ING analysts noted that markets expect 58 basis points of ECB easing this year compared to 50 basis points for the Fed, suggesting limited shifts in EUR/USD interest rate differentials. The British pound also edged lower, with GBP/USD down 0.1% to 1.3480, though it remains on track for a 1.5% monthly gain, supported by the Bank of England's cautious approach to rate cuts amid persistent UK inflation.
Did You Know?
The Dollar Index, introduced in 1973, measures the U.S. dollar's value against a basket of six currencies, with the euro holding the largest weighting at 57.6%.

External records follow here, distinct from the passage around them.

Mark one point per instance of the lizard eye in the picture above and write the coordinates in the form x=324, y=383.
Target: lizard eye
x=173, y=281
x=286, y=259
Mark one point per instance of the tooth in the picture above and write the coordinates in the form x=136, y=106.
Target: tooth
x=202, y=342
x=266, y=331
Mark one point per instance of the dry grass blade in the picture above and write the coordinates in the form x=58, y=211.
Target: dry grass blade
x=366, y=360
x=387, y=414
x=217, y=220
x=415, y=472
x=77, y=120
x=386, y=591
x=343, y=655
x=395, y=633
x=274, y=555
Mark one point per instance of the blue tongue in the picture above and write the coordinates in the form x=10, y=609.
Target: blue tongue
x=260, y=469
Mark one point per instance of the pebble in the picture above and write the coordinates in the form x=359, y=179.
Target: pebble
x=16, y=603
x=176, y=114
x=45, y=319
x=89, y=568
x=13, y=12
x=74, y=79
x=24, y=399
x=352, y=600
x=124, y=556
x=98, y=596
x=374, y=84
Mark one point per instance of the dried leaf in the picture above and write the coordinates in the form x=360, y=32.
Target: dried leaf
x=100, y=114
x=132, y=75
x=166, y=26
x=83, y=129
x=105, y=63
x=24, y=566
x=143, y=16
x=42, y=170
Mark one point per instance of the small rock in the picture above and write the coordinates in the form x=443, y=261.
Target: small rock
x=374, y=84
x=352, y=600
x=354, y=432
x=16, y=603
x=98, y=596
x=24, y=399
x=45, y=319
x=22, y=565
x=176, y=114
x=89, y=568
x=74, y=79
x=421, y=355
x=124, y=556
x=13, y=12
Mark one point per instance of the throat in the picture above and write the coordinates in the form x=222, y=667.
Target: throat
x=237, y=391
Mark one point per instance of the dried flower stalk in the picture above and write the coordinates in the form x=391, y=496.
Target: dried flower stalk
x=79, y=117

Asian Markets and Global Currency Movements
In Asia, the Japanese yen gained ground, with USD/JPY falling 0.2% to 143.88, driven by safe-haven demand and stronger-than-expected Tokyo consumer inflation data for May, a key indicator for national trends. This has raised the likelihood of a 25-basis-point rate hike by the Bank of Japan in July, though further hikes remain uncertain. Japanese industrial production and retail sales also exceeded expectations, bolstering the yen.
Meanwhile, USD/CNY rose 0.1% to 7.1949, showing little reaction to stalled U.S.-China trade talks, as confirmed by U.S. Treasury Secretary Scott Bessent. Recent web updates show Japan's core CPI rose 2.8% year-on-year in May, above the Bank of Japan's 2% target, adding pressure for monetary tightening. Social media buzz indicates growing trader interest in the yen as a safe-haven asset amid global uncertainties.